Les avantages de la solitude doivent nous exciter à l'aimer. « Je la conduirai, disait Dieu au sujet de (l'âme) son épouse, je la conduirai dans la solitude, et je lui parlerai au cœur » (Osée, ch. 2, v, 14). Heureux celui qui entend, ne serait-ce qu'une seule fois, le Seigneur lui parler au fond de l'âme ! Le langage de Dieu au cœur consiste à donner à l'âme la sécurité à propos des grâces (plus) élevées (1).

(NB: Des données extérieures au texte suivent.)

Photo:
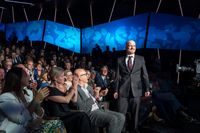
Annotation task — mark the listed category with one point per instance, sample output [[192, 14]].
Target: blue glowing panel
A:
[[33, 29], [2, 27], [173, 32], [115, 34], [63, 36]]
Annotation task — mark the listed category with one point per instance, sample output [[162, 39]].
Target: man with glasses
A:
[[86, 101]]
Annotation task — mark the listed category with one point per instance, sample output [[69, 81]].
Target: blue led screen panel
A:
[[115, 34], [173, 32], [2, 27], [33, 30], [63, 36]]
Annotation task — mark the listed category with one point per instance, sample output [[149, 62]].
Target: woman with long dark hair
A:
[[17, 114]]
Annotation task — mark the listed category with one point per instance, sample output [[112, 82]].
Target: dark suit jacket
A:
[[83, 102], [100, 82], [136, 79]]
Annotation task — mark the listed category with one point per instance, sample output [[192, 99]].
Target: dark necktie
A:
[[130, 63]]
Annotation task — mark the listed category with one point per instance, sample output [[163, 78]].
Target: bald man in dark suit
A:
[[132, 78]]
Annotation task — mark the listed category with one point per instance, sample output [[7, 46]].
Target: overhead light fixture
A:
[[20, 2]]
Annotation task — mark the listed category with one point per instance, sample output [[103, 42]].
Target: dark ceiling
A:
[[101, 10]]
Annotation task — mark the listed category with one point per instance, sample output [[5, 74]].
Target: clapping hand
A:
[[103, 92], [41, 94]]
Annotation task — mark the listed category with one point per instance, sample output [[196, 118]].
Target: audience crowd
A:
[[46, 89]]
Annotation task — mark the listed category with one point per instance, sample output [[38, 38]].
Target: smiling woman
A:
[[20, 115]]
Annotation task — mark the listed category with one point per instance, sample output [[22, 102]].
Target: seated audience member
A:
[[2, 74], [91, 80], [44, 81], [113, 121], [167, 104], [18, 115], [68, 78], [60, 100]]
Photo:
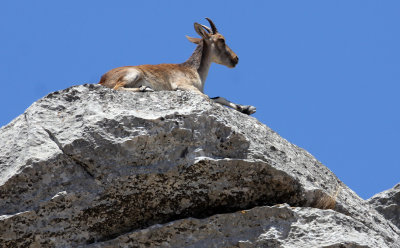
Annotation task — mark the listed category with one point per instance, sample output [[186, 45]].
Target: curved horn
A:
[[207, 28], [213, 27]]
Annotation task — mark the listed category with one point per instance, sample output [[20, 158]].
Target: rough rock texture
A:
[[93, 166], [388, 204], [275, 227]]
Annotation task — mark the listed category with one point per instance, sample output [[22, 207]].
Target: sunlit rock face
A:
[[89, 166]]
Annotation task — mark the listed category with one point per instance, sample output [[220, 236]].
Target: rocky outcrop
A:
[[388, 204], [92, 166]]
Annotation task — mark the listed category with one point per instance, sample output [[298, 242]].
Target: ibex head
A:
[[219, 51]]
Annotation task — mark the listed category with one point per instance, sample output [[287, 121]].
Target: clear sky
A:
[[323, 74]]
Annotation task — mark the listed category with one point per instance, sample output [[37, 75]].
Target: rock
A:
[[86, 165], [275, 227], [388, 204]]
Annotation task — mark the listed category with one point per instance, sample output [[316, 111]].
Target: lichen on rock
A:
[[89, 166]]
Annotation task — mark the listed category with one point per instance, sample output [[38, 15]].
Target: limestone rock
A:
[[88, 164], [388, 204], [274, 227]]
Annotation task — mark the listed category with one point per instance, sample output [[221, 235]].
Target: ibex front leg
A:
[[245, 109]]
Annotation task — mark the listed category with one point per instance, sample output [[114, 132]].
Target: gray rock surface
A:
[[275, 227], [89, 165], [388, 204]]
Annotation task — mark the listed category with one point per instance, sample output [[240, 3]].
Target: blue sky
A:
[[324, 74]]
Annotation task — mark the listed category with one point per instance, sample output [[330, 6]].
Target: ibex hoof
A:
[[145, 89], [247, 109]]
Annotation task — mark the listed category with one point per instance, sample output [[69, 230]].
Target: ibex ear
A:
[[201, 31], [193, 40]]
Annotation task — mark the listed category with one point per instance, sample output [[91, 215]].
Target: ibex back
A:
[[190, 75]]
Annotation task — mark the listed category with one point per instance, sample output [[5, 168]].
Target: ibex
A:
[[190, 75]]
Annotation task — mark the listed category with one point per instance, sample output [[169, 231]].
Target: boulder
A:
[[388, 204], [88, 166]]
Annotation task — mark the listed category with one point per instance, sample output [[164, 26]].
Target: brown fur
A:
[[190, 75]]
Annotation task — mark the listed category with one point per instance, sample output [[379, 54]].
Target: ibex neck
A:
[[200, 60]]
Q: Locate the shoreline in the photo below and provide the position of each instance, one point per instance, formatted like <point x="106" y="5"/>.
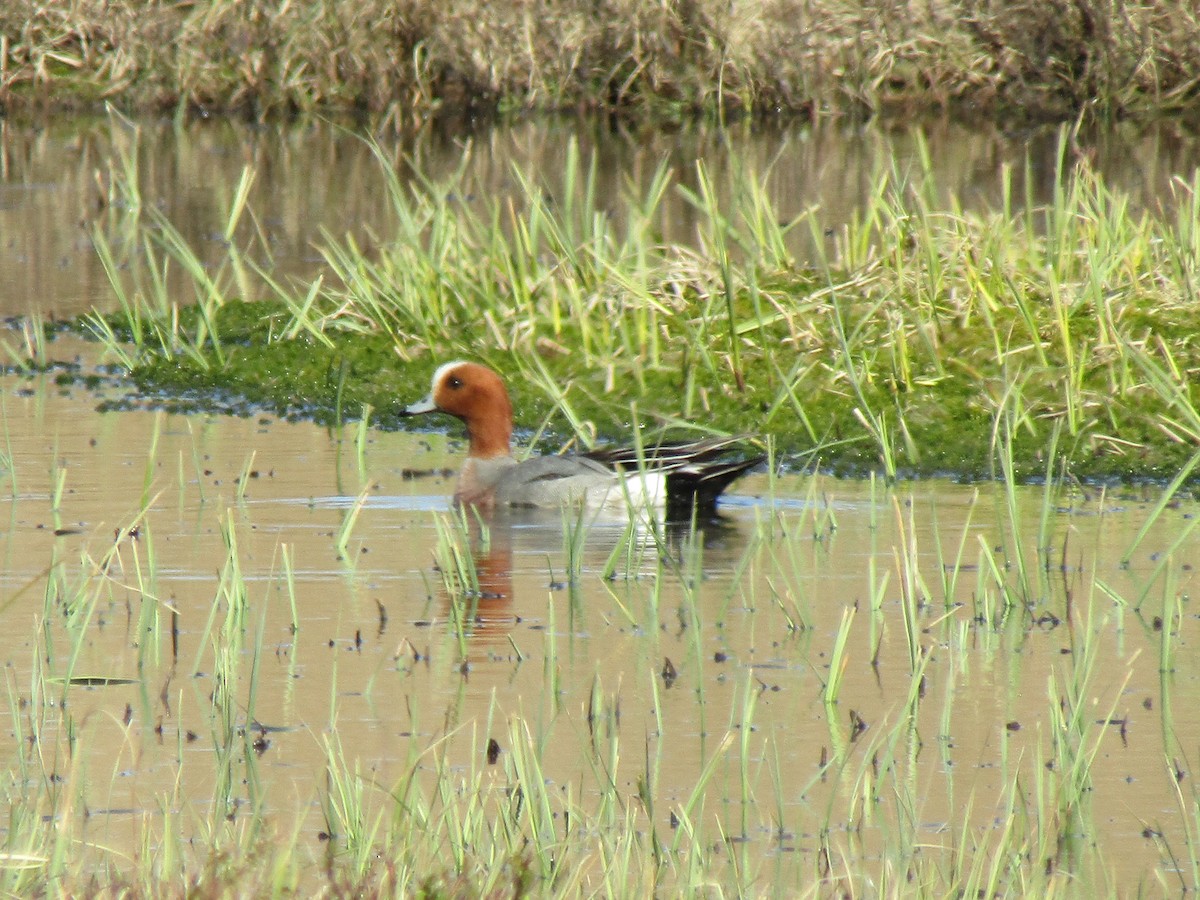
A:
<point x="395" y="66"/>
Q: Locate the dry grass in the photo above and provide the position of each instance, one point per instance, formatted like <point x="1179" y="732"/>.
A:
<point x="397" y="59"/>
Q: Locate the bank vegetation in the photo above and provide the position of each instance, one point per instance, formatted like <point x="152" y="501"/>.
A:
<point x="399" y="60"/>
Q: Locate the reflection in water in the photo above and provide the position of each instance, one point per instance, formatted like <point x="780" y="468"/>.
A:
<point x="316" y="179"/>
<point x="277" y="612"/>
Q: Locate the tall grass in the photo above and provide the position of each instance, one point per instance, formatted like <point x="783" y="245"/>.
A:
<point x="400" y="61"/>
<point x="925" y="342"/>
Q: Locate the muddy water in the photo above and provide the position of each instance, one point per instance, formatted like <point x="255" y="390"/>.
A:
<point x="57" y="181"/>
<point x="325" y="551"/>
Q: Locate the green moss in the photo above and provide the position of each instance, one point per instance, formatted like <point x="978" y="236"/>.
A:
<point x="949" y="412"/>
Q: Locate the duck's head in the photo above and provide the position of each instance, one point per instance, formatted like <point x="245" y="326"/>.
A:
<point x="477" y="395"/>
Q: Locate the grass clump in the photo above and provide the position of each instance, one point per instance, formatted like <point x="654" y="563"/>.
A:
<point x="915" y="341"/>
<point x="1043" y="59"/>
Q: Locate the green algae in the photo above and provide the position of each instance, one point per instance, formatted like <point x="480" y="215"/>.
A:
<point x="1053" y="341"/>
<point x="947" y="412"/>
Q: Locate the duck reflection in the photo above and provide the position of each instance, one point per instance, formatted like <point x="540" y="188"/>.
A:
<point x="479" y="555"/>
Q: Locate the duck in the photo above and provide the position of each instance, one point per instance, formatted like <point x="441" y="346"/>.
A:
<point x="682" y="477"/>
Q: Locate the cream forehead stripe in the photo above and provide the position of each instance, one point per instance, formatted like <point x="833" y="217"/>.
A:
<point x="442" y="371"/>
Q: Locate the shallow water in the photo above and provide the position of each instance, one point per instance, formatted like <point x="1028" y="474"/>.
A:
<point x="241" y="517"/>
<point x="57" y="181"/>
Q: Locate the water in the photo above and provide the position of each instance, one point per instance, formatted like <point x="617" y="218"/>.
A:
<point x="249" y="514"/>
<point x="55" y="185"/>
<point x="321" y="557"/>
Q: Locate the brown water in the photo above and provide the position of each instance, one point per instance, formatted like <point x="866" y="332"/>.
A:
<point x="57" y="185"/>
<point x="244" y="515"/>
<point x="232" y="505"/>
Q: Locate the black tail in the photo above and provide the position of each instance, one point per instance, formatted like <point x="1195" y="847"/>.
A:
<point x="697" y="471"/>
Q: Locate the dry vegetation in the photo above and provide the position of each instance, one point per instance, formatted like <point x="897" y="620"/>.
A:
<point x="403" y="58"/>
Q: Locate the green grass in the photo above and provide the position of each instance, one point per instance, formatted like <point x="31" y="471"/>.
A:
<point x="583" y="792"/>
<point x="922" y="341"/>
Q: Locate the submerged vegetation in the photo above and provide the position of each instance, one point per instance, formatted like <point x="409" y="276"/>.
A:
<point x="397" y="60"/>
<point x="912" y="341"/>
<point x="869" y="691"/>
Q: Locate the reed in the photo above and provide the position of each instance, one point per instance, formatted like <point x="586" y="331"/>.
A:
<point x="407" y="63"/>
<point x="928" y="343"/>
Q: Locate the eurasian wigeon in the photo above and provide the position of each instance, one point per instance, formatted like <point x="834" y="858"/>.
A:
<point x="681" y="475"/>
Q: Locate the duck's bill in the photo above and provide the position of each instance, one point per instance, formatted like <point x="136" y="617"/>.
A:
<point x="421" y="406"/>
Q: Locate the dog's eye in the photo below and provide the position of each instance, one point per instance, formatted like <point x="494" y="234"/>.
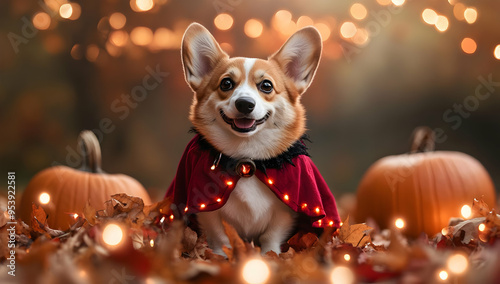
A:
<point x="266" y="86"/>
<point x="226" y="84"/>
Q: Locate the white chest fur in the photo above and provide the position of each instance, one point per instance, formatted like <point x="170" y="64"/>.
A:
<point x="256" y="214"/>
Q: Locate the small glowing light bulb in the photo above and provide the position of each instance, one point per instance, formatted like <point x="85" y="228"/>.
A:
<point x="343" y="275"/>
<point x="457" y="263"/>
<point x="256" y="271"/>
<point x="482" y="227"/>
<point x="112" y="234"/>
<point x="347" y="257"/>
<point x="245" y="169"/>
<point x="443" y="275"/>
<point x="400" y="223"/>
<point x="466" y="211"/>
<point x="44" y="198"/>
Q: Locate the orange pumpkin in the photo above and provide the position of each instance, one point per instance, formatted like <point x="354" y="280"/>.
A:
<point x="63" y="191"/>
<point x="424" y="187"/>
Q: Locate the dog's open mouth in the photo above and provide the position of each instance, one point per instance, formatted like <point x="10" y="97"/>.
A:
<point x="243" y="124"/>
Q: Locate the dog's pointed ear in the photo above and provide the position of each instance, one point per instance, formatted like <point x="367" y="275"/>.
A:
<point x="200" y="54"/>
<point x="299" y="57"/>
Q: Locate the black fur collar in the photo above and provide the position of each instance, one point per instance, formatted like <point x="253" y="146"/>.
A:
<point x="297" y="148"/>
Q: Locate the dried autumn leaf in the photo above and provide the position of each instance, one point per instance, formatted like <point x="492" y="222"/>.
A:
<point x="127" y="203"/>
<point x="38" y="217"/>
<point x="357" y="235"/>
<point x="396" y="257"/>
<point x="110" y="210"/>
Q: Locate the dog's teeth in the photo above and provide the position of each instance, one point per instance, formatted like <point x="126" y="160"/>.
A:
<point x="244" y="123"/>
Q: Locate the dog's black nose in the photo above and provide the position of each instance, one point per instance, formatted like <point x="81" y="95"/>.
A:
<point x="245" y="105"/>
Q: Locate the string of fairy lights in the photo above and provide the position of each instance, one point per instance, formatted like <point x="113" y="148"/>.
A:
<point x="353" y="30"/>
<point x="257" y="270"/>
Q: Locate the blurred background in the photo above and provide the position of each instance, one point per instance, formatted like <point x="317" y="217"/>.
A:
<point x="387" y="67"/>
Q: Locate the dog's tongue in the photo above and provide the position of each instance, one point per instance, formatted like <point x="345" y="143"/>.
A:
<point x="244" y="122"/>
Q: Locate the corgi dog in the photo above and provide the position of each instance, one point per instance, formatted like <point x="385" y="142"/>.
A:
<point x="248" y="109"/>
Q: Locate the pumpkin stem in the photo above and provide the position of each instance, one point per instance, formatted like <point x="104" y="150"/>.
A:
<point x="91" y="151"/>
<point x="423" y="140"/>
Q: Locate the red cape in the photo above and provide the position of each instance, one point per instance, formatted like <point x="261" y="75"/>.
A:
<point x="196" y="187"/>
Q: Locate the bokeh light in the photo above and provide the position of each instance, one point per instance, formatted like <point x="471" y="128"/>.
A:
<point x="459" y="11"/>
<point x="429" y="16"/>
<point x="141" y="36"/>
<point x="117" y="20"/>
<point x="468" y="45"/>
<point x="470" y="15"/>
<point x="118" y="38"/>
<point x="253" y="28"/>
<point x="348" y="30"/>
<point x="443" y="275"/>
<point x="466" y="211"/>
<point x="457" y="263"/>
<point x="342" y="275"/>
<point x="481" y="227"/>
<point x="65" y="11"/>
<point x="400" y="223"/>
<point x="44" y="198"/>
<point x="442" y="23"/>
<point x="256" y="271"/>
<point x="112" y="234"/>
<point x="361" y="37"/>
<point x="223" y="21"/>
<point x="144" y="5"/>
<point x="76" y="52"/>
<point x="496" y="52"/>
<point x="76" y="11"/>
<point x="398" y="2"/>
<point x="41" y="21"/>
<point x="384" y="2"/>
<point x="92" y="53"/>
<point x="324" y="30"/>
<point x="358" y="11"/>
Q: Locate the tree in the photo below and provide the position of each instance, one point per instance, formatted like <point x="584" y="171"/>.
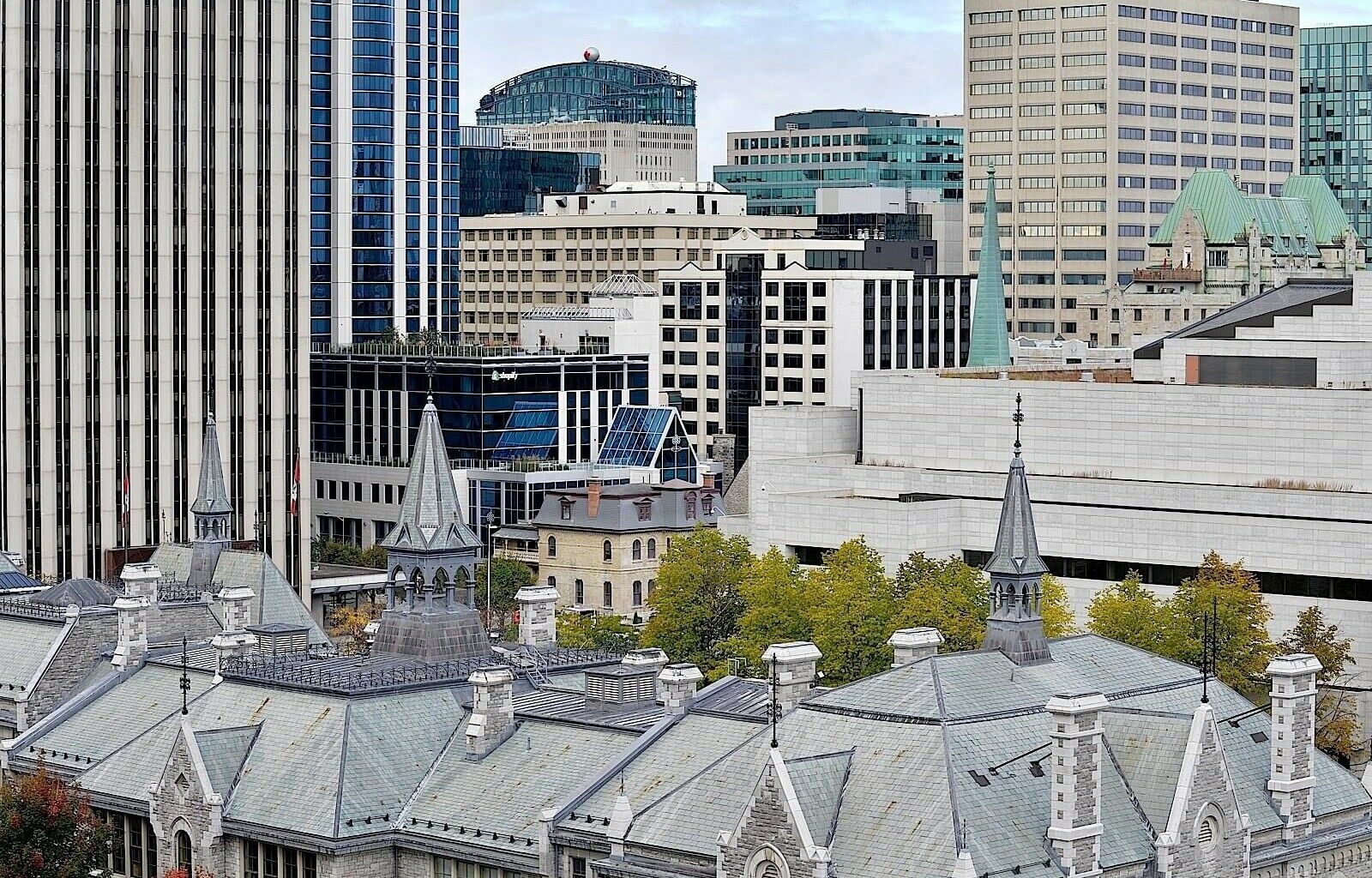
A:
<point x="955" y="597"/>
<point x="48" y="830"/>
<point x="347" y="626"/>
<point x="777" y="607"/>
<point x="590" y="631"/>
<point x="1243" y="646"/>
<point x="699" y="598"/>
<point x="508" y="576"/>
<point x="852" y="612"/>
<point x="1129" y="612"/>
<point x="1335" y="708"/>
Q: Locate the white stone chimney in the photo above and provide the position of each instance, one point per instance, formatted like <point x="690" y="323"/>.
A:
<point x="1074" y="802"/>
<point x="493" y="711"/>
<point x="132" y="630"/>
<point x="797" y="669"/>
<point x="537" y="616"/>
<point x="677" y="686"/>
<point x="914" y="645"/>
<point x="1291" y="744"/>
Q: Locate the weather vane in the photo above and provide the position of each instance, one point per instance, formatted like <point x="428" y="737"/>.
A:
<point x="1019" y="418"/>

Jadis, de saints ermites ont parcouru les déserts, errant dans la solitude et les montagnes, dans les cavernes et les antres de la terre, afin de pouvoir servir Dieu continuellement ; parfois, ils furent quarante ans sans voir un seul être humain. Cela aussi doit nous faire aimer la solitude.

 

4. Une preuve de vraie solitude, c'est d'avoir à charge la société des hommes, et de s'en séparer chaque fois qu'on le peut. « Voici, je me suis enfui bien loin, et j'ai fait ma demeure dans la solitude » (Ps. 54, v. 8). Ainsi, ce fut un supplice pour Marie-Madeleine que de voir les hommes, depuis qu'elle ne pouvait plus voir Jésus ; et même, de voir les Anges lui fut pénible. Ils voulaient la consoler de ce que le Seigneur était sorti du sépulcre, mais elle de dire : « C'est le Créateur que je cherche, voilà pourquoi il m'est pénible de voir la créature. » Et par amour pour Jésus-Christ, elle s'enfuit dans le désert ; pendant trente ans, elle s'abstint de manger et de boire. Les Anges, à chacune des heures assignées à la prière, la soulevaient dans les airs, et c'est dans sa prière qu'elle prenait la nourriture de son âme et de son corps.

 

5. Il prouve que sa solitude n'est pas véritable, celui qui se tient devant Dieu, de corps seulement, pendant que son âme, tiraillée en tous sens, s'occupe à quantité d'affaires.

 

À eux deux, le silence et la solitude peuvent élever (l'âme), jusqu'à la contemplation. « L'homme, dit Jérémie, s'assiéra seul, en silence, parce qu'il s'est élevé au-dessus de lui-même » (Lamentations, ch. 3, v. 28).

 

 

(1) Lorsque Dieu parle à une âme qu'il conduit par des voies élevées, il lui donne la pleine assurance que les grâces qu'elle reçoit viennent bien de lui, et qu'elle n'est pas le jouet de sa propre imagination ou de Satan. Ces grâces sont « difficiles » à mériter.